In conclusion, embosphere microspheres may inhibit the expression of NF-κB, then downregulate the expression of ICA M1, and inhibit the inflammatory response through its own antioxidation and free-radical scavenging properties [18, 19]. It also has a protective effect on the cerebral ischemia-reperfusion injury to a certain extent. Prostatic hyperplasia can also be seen with ruptured bleeding but relatively less. The treatment principle is to rescue shock, early diagnosis, and timely hemostasis . The most common methods of hemostasis for patients with bleeding include comprehensive medical treatment, surgical operation, and TAE. Most patients will die of hemorrhagic shock. The hospital mortality rate is as high as 85%–100% [21–23]. However, most of the patients with ruptured and bleeding prostatic hyperplasia are in the middle and late stages, and most of them have severe cirrhosis at the same time . They are generally in poor condition, accompanied with bloody ascites and even hemorrhagic shock. They cannot tolerate the re-trauma of general anesthesia and hepatectomy, and their resectability rate is very low. Most bleeding patients can only be treated with hemostasis such as simple packing and suture and ligation of hepatic artery [25, 26]. Severe prostatic hyperplasia function damage and jaundice can occur rapidly in perioperative period, and the patients finally died of prostatic hyperplasia failure. The perioperative mortality rate of prostatic hyperplasia rupture in surgical treatment is more than 60%. TAE, as a minimally invasive treatment, has become the first choice for the treatment of ruptured prostatic hyperplasia bleeding. It can identify the tumor by angiography .
The development and clinical application of microparticle embolic agents have greatly improved the medium- and long-term effect of TAE hemostasis. Particle embolic agents include gelatin sponge particles, embolic microspheres, and PVA. In the past, the commonly used embolic agents were gelatin sponge particles [28, 29]. A previous study also reported that lipiodol combined with gelatin sponge could embolize the blood vessels of ruptured prostatic hyperplasia in a short time .
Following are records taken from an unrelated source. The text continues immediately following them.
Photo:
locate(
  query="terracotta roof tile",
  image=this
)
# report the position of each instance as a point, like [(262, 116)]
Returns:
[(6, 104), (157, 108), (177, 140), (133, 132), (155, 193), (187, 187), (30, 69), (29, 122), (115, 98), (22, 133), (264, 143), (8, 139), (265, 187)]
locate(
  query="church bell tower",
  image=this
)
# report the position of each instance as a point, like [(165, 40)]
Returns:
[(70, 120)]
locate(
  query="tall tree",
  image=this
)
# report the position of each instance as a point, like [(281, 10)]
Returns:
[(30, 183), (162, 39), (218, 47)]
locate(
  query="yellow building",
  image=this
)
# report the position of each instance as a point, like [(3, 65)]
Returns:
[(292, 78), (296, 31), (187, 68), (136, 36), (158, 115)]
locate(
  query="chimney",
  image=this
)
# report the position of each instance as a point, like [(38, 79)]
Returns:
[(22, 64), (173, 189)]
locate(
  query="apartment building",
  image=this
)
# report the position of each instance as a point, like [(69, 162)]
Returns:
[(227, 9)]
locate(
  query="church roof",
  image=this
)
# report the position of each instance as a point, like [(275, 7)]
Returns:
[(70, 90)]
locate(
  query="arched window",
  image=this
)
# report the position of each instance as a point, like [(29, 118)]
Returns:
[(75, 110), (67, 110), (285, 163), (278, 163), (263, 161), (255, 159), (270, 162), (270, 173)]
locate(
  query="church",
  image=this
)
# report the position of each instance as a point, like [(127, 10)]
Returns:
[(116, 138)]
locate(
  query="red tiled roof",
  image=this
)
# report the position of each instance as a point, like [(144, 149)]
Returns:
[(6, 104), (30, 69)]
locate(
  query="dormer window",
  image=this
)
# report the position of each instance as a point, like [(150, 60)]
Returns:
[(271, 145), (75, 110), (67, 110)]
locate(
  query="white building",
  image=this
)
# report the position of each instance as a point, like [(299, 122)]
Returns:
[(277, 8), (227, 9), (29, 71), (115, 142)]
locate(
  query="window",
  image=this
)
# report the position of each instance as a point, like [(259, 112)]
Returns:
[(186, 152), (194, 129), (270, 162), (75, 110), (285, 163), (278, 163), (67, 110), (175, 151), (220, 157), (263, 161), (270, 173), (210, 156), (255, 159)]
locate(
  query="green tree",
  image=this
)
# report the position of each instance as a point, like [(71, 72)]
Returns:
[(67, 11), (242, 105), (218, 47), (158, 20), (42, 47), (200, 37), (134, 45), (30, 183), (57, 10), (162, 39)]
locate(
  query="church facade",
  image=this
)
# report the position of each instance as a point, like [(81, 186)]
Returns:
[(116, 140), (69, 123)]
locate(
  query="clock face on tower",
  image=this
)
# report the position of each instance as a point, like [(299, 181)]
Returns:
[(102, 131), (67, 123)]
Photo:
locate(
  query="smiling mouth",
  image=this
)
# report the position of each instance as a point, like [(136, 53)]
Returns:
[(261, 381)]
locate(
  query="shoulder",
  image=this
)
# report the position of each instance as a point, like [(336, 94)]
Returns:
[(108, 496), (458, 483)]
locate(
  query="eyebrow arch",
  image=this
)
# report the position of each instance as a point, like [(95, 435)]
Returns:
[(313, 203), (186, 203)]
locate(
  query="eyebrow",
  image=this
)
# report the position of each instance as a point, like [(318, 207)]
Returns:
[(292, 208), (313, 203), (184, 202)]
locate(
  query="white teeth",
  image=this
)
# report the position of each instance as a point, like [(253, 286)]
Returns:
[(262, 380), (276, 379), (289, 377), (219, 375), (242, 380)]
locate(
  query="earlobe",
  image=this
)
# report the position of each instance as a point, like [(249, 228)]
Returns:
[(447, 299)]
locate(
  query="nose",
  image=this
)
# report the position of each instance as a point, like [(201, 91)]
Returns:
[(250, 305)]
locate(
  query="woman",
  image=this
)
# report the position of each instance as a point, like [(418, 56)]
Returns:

In conclusion, TAE can effectively stop bleeding by superselective catheterization to the bleeding target artery. Different embolic agents will have different effects on the perioperative prostatic hyperplasia function. The embosphere microsphere particles have good efficacy and safety in the treatment of prostatic hyperplasia rupture and bleeding compared with the commonly used Gelfoam embolic agents. Because of its small expansion coefficient, long-term embolization, and the advantage of microcatheter injection, the adverse reactions of the patients are less, the probability of recanalization is lower, and the damage to the postoperative prostatic hyperplasia function is very little, which is beneficial to the benign recovery of the patients in the perioperative period, and it is worth popularizing in clinical application. However, there are still some limitations in our study. We still need to collect more diverse data and conduct more detailed and conductive results analysis.
The datasets used and/or analyzed during the current study are available from the corresponding author upon reasonable request.
Conflicts of Interest
The authors declare that they have no conflicts of interest.
Jinglei Liu and Dianwei Shi contributed equally to this work. They are co-first authors.
This study was supported by Prostatic artery embolization for the treatment of benign prostatic hyperplasia, Hebei Provincial Medical Science Research Key Project Plan (no. 20150007).